Les « Wôrô-wôrôs » de la Palmeraie à l’épreuve des travaux routiers

les travaux de l'ageroute à la riviera palmeraie créent des dificultés aux transporteurs

les travaux de l'ageroute à la riviera palmeraie créent des difficultés aux transporteurs

Les choses sont de plus en plus difficiles pour les wôrô-wôrôs (taxis communaux) de la Riviera palmeraie (quartier de la commune de Cocody).  Le transport des riverains à travers le quartier se trouve compliqué par des travaux de l’AGEROUTE. Les dits travaux qui ont pour but la création de canaux d’évacuation ont démarré depuis environ une semaine. Empêchant ainsi toute circulation entre le centre de santé communautaire de la « palmeraie » et le carrefour du commissariat. «C’est dans la semaine du 20 décembre que les travaux ont débutés. J’ai été surpris de voir un gros trou en travers de la voie», explique Konan Toussaint, un riverain.

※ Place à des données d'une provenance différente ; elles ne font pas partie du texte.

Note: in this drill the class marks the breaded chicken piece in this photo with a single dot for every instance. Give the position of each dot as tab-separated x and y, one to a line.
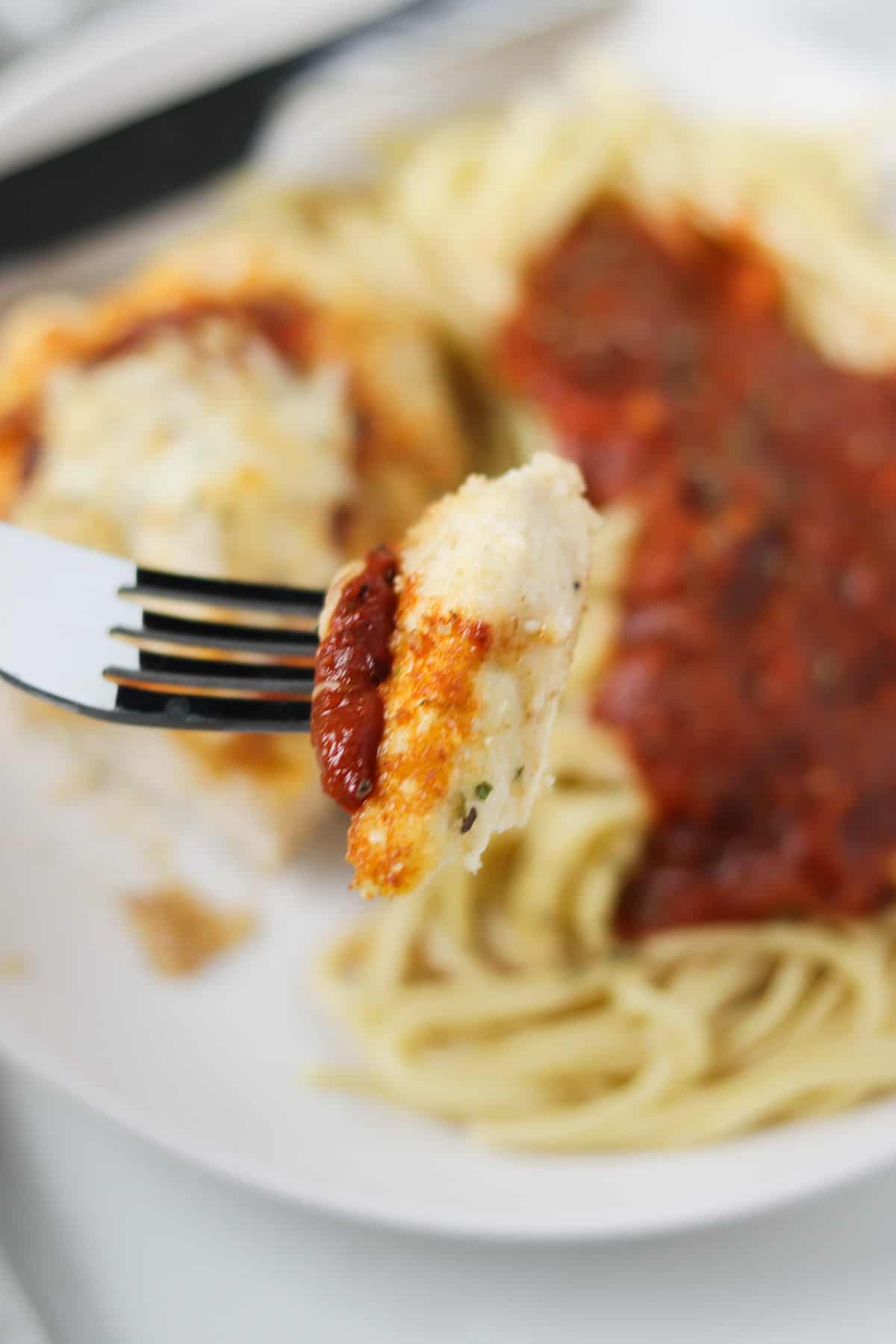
491	594
220	413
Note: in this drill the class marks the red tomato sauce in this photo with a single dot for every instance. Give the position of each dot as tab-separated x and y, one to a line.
281	320
754	678
352	660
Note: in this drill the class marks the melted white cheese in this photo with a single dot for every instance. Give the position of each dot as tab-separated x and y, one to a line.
202	450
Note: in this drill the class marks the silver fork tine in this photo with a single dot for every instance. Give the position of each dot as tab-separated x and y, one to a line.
67	635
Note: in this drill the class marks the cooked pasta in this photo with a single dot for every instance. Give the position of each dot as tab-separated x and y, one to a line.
508	1001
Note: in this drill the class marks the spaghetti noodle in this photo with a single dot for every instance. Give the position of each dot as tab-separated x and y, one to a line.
508	1001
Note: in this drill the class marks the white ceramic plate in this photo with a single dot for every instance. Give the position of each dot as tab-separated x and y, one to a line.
213	1068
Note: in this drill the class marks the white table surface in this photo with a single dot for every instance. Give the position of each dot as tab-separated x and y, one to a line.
119	1243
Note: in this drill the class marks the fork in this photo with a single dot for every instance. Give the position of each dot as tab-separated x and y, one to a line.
113	640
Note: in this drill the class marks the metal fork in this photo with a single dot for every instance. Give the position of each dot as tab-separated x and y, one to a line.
119	641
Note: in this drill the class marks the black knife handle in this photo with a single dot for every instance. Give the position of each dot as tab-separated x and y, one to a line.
153	158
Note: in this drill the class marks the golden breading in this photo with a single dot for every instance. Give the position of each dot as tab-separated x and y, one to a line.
492	591
223	413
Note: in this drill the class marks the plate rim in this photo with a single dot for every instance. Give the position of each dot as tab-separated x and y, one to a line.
857	1159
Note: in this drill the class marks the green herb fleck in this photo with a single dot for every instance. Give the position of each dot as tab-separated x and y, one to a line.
467	821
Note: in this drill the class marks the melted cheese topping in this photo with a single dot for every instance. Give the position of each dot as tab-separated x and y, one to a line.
202	450
494	584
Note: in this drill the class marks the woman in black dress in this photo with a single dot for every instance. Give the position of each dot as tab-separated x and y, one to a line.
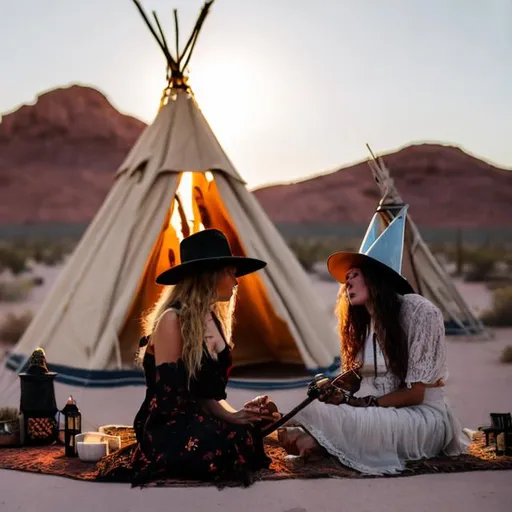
185	428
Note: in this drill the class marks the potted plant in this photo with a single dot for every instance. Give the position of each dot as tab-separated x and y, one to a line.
9	426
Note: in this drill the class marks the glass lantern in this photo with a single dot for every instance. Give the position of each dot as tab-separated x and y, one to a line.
72	426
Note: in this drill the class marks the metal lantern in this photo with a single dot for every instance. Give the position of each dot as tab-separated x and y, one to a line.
72	426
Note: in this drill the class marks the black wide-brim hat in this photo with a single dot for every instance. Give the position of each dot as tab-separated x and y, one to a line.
207	251
340	263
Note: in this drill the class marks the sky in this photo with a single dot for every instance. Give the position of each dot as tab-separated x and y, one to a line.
291	88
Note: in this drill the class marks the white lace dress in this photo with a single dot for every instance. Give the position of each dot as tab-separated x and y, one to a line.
377	440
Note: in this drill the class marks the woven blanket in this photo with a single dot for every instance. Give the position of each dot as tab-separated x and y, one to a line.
52	461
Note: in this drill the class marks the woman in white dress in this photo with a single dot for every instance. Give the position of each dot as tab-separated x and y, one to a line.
396	339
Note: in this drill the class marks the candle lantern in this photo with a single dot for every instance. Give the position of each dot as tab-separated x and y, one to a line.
37	402
72	426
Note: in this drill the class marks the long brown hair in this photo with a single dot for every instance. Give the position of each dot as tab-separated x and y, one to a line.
196	295
354	322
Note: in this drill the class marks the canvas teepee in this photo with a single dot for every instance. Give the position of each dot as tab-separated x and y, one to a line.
420	267
90	323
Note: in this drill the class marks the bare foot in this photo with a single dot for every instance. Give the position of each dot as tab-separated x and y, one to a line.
287	437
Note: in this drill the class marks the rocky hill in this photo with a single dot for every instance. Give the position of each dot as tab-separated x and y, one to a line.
444	186
58	157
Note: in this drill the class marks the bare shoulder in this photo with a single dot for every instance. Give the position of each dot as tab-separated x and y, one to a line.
167	340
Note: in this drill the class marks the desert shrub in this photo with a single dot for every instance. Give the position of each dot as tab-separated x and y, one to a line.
13	327
13	258
48	252
15	291
506	355
500	314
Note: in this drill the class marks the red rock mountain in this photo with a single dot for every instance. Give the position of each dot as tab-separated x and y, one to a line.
58	158
444	186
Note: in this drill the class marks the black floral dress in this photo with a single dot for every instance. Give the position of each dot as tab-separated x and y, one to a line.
177	438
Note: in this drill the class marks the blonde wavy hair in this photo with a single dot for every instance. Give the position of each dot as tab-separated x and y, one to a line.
197	297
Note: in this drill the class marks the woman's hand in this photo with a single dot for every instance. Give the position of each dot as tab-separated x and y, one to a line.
363	401
330	394
244	417
263	406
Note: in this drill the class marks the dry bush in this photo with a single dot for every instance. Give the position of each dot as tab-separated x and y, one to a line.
500	314
15	291
13	258
13	327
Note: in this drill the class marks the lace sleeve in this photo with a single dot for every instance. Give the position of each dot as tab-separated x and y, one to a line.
427	349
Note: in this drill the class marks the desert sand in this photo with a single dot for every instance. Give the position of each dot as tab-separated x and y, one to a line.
478	384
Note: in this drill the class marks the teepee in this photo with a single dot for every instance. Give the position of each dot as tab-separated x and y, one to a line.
420	267
90	324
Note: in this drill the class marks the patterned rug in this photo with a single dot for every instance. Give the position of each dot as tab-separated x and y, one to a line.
52	461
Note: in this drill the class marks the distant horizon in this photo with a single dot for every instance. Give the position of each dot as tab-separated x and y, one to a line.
290	88
313	175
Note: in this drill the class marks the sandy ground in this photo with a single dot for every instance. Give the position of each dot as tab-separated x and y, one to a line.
478	385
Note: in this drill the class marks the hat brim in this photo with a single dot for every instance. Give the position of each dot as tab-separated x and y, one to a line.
340	263
243	266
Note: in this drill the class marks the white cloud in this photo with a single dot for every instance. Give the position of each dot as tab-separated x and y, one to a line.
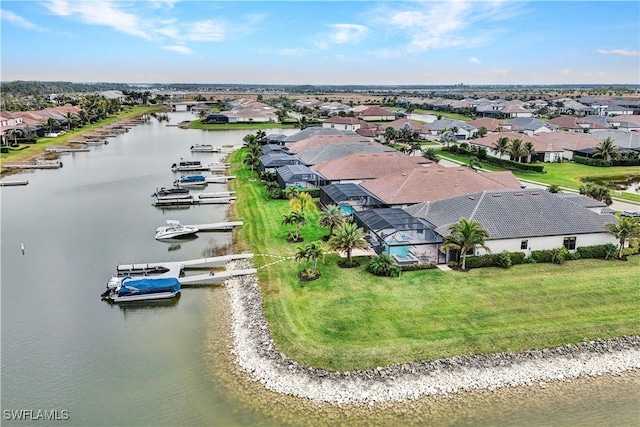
178	48
101	13
621	52
341	34
19	21
431	25
143	23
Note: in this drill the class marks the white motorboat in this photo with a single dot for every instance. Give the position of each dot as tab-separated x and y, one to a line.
124	289
174	229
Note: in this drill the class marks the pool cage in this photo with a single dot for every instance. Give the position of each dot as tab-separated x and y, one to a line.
407	239
350	197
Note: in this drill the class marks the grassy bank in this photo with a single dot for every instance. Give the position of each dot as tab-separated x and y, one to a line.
350	319
31	151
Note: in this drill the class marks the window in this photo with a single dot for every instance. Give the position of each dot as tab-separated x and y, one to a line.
569	243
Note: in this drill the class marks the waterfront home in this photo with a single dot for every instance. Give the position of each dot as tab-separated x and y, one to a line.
349	197
299	176
405	188
521	220
364	166
544	152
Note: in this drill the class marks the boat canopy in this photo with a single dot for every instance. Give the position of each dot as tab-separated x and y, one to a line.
141	286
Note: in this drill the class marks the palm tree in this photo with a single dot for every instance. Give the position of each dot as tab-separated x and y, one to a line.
464	236
296	218
302	201
607	150
331	216
501	146
347	237
390	135
529	150
474	163
431	154
626	228
516	150
314	251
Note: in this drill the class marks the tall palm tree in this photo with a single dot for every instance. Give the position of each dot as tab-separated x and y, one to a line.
516	150
463	236
529	150
626	228
302	201
296	218
607	150
501	146
331	216
347	237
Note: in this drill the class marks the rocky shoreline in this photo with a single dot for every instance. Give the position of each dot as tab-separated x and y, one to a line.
256	354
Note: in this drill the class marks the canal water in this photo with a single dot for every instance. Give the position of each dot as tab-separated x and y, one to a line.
96	364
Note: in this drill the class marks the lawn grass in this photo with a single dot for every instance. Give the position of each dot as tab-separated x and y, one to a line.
350	319
30	151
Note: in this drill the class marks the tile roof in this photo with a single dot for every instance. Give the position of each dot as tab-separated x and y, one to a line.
363	166
427	184
514	214
569	140
333	151
320	140
538	144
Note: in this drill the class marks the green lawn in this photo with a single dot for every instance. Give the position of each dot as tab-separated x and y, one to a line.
28	151
350	319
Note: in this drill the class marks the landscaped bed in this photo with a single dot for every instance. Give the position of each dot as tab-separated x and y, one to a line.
351	319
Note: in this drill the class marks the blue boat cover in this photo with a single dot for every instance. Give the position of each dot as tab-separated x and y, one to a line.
192	178
141	286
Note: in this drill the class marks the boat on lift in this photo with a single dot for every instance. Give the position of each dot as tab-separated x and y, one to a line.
204	148
174	229
190	181
124	289
172	192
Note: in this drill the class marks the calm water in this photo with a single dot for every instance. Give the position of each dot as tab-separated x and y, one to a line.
65	349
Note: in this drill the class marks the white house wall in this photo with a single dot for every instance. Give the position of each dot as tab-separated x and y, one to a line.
546	242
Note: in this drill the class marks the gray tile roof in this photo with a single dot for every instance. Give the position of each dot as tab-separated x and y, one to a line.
514	214
335	151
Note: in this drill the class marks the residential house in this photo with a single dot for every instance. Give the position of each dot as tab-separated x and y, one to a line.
349	196
544	152
405	188
300	176
530	126
364	166
376	114
520	220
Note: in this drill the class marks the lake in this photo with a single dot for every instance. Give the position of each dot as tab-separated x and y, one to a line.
63	349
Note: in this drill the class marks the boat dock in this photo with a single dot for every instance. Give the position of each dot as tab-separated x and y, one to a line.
194	200
217	226
66	149
16	183
176	269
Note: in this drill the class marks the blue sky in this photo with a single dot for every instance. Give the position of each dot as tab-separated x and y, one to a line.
329	42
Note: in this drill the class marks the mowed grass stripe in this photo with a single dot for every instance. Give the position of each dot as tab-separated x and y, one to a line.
350	319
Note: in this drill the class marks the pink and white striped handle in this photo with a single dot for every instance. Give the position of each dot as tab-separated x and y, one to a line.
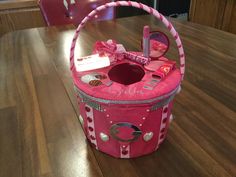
148	9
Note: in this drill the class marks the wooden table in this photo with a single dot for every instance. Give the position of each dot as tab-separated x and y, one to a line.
40	134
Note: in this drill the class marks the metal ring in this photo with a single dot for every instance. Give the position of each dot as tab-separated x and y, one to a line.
114	131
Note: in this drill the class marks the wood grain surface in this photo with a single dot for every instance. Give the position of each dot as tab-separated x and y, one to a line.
15	4
40	135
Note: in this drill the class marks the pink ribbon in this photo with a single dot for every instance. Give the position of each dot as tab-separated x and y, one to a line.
114	51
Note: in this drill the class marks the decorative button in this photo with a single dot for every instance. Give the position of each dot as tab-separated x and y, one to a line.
125	152
104	137
92	137
162	136
81	119
90	129
89	119
164	120
87	109
171	117
148	136
179	89
165	110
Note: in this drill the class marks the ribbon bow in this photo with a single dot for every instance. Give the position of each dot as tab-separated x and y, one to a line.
110	48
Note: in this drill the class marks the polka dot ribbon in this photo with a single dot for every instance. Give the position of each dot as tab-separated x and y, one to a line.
148	9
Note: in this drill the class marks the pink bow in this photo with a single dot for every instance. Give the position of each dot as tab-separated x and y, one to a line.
114	51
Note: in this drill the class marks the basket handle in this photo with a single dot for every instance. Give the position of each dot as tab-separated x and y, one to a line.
148	9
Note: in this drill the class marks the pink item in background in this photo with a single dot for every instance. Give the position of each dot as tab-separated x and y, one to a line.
137	57
126	119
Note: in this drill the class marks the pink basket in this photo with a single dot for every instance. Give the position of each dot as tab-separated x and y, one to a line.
123	117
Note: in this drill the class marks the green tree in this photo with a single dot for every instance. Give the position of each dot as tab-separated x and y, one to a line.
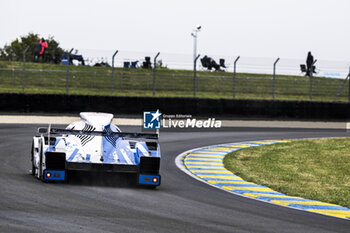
14	51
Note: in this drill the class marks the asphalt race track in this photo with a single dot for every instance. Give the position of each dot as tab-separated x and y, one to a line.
180	204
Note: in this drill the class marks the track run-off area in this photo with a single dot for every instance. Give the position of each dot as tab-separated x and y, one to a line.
108	203
207	164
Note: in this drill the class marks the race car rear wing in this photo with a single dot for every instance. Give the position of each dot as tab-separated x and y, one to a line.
50	130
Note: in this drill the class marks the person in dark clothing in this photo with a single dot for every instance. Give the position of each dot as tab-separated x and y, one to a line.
309	63
37	49
44	46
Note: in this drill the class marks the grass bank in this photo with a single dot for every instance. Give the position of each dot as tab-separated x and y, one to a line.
317	169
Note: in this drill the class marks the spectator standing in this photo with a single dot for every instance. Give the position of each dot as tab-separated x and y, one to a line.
37	50
44	46
309	63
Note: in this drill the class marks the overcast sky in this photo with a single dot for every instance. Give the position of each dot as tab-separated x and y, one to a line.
254	28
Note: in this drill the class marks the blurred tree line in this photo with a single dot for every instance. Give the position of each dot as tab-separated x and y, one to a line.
14	51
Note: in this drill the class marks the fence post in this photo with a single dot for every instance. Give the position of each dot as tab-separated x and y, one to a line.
274	79
349	87
311	78
112	84
195	75
67	81
24	68
154	73
234	78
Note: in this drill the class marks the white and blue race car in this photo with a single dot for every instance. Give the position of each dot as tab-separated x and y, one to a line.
95	144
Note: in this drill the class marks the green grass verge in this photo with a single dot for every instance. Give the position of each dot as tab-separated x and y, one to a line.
317	169
86	80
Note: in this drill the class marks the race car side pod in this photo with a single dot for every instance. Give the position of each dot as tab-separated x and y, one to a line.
55	166
97	133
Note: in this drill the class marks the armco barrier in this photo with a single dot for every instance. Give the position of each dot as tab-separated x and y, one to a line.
39	103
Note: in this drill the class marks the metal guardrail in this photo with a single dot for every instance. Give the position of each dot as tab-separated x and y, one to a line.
218	86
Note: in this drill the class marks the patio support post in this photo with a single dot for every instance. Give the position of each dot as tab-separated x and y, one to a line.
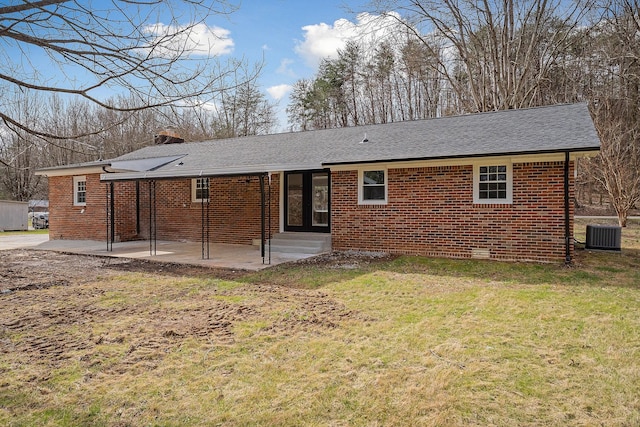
269	195
112	212
137	206
204	220
152	218
107	222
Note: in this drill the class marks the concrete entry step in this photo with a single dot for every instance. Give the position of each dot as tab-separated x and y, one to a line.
301	243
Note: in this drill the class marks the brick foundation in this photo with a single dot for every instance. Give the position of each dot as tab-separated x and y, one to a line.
233	214
430	212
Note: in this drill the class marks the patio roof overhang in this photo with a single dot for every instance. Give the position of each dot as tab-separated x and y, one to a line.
177	172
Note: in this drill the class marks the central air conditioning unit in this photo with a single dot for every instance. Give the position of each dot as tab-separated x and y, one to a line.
604	237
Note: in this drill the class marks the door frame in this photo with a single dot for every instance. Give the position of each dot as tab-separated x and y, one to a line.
307	197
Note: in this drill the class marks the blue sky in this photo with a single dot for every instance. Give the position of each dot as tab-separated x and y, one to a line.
291	35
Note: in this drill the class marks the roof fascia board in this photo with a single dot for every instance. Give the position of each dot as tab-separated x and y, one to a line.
191	173
521	158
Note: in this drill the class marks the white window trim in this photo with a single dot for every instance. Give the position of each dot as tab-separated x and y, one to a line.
361	200
76	180
194	182
476	184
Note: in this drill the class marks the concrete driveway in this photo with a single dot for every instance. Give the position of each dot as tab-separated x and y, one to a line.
19	241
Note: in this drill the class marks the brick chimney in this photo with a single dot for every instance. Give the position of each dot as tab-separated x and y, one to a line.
168	136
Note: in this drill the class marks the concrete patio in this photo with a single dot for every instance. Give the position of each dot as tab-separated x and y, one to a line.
237	257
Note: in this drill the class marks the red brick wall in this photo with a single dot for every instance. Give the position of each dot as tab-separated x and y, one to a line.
234	211
430	212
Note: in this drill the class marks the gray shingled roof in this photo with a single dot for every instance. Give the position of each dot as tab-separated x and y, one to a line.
550	129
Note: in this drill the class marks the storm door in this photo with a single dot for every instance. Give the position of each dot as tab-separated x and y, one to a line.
307	201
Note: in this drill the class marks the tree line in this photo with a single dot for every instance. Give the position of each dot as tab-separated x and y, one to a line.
108	133
437	58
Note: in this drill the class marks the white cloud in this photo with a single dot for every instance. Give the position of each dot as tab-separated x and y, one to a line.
285	67
280	91
198	39
323	40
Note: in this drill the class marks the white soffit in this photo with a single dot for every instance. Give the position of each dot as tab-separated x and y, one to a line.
143	165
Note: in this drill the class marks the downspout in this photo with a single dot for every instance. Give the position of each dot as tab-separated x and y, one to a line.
567	219
262	218
111	233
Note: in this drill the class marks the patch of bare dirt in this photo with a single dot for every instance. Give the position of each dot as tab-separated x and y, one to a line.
57	307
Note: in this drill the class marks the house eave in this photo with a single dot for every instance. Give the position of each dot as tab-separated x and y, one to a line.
529	156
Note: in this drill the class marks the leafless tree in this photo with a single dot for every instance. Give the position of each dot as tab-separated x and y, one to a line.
498	54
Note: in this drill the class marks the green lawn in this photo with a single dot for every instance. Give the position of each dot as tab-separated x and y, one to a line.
404	341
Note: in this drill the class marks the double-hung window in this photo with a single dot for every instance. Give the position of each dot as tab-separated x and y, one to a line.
79	190
372	187
493	184
200	189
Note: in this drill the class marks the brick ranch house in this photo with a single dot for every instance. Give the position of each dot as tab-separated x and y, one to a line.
497	185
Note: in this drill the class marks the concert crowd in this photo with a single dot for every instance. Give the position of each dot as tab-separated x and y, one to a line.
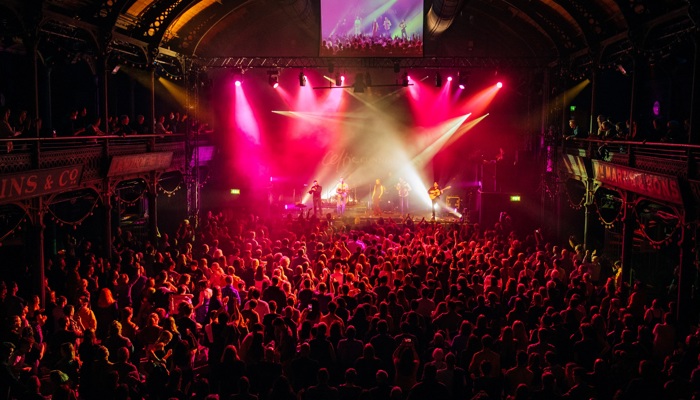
366	45
298	308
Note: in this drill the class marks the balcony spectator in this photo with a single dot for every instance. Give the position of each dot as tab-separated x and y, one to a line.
140	126
6	130
72	127
23	124
93	128
123	128
161	128
574	130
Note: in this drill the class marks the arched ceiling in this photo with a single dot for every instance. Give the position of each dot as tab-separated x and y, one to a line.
139	30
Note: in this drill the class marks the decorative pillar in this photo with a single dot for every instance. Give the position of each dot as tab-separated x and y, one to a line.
103	74
590	190
153	209
38	238
686	307
107	201
694	138
594	93
629	224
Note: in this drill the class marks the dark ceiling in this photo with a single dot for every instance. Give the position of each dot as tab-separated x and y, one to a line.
559	32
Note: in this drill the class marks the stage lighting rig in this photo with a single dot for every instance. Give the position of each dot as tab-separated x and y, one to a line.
462	79
273	78
237	74
404	79
339	79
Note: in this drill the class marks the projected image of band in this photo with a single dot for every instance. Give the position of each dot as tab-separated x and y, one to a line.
371	28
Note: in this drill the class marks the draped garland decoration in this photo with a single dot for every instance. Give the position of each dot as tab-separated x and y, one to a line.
73	208
666	217
170	184
133	191
604	201
11	218
575	205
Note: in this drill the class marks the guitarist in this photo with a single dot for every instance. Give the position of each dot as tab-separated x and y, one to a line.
435	192
315	192
341	192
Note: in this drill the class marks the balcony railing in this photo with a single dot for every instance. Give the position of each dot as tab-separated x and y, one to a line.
93	152
662	158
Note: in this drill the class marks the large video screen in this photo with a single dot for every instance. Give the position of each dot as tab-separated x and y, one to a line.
371	28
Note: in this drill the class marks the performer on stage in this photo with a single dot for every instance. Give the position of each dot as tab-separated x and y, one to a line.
341	191
315	192
402	26
387	26
403	188
434	193
377	193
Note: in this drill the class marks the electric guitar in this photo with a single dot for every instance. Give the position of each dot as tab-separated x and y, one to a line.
342	193
435	193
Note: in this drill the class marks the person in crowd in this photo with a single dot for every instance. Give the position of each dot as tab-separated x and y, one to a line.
286	311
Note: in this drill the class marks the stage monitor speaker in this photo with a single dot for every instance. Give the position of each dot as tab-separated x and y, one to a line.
492	204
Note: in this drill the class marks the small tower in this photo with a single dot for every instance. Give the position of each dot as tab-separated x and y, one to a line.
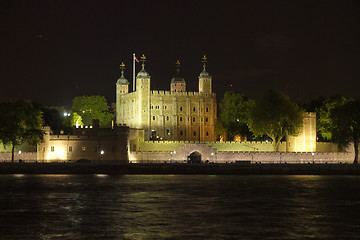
204	79
178	83
122	84
143	99
122	88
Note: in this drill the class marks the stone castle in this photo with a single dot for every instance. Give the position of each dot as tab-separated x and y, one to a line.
176	126
175	115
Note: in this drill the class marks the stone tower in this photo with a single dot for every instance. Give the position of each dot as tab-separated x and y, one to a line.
143	99
178	83
204	80
122	87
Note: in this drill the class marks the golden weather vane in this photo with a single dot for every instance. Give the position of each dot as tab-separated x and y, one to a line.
204	60
122	66
143	59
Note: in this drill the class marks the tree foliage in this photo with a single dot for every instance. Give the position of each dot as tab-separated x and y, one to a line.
276	116
92	107
345	125
234	114
20	122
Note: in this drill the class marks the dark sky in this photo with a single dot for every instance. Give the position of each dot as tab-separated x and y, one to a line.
51	51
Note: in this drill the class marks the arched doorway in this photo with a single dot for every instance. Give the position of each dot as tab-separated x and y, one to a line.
194	157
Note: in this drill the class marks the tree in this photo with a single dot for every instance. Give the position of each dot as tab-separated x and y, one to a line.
54	117
92	107
345	125
276	116
20	122
234	114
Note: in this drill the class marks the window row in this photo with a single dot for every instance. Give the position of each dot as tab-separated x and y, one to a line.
157	107
83	149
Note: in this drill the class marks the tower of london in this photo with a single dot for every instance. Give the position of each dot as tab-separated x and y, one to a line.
175	115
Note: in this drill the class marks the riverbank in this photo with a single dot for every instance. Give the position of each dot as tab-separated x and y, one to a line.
202	169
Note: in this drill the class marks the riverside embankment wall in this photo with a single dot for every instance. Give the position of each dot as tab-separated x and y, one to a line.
208	169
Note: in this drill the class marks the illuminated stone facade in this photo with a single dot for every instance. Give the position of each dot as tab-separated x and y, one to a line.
92	144
305	141
175	115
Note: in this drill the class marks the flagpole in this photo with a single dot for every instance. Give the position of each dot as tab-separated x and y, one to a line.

Dès lors toute circulation de véhicule  est proscrite. Travaux oblige. Des panneaux placés à une cinquantaine de mètres du canal sont assez explicites. Mais c’est sans compter avec l’ingéniosité des chauffeurs de wôrô-wôrôs. Ces derniers réussissent tout de même  à aménager un passage. Juste ce qu’il faut pour une voiture à la fois. A côté du canal.

«On a négocié avec les  ouvriers pour qu’ils nous permettent de passer  là», confie un chauffeur. Ce passage n’étant pas grand et beaucoup  de voitures voulant y passer, de véritables embouteillages ont commencé à naître à cet endroit. Causant beaucoup de désagréments aux riverains. «C’est à peine si les piétons pouvaient encore passer . A force de vouloir tous passer en même temps, ils ont crée de gros bouchons assortis de violents coups de klaxon parfois», se plaint un riverain.

Le passage a  donc finit par être refermé.  «Nous sommes obligés de faire le tour du quartier pour nous rendre à des endroits proches. Cela ralentit notre activité et par là même nos revenus». L’AGEROUTE quand à elle continue ses travaux. Sous les yeux attentifs des chauffeurs de wôrô-wôrôs qui prient pour qu’ils s’achèvent le plus tôt.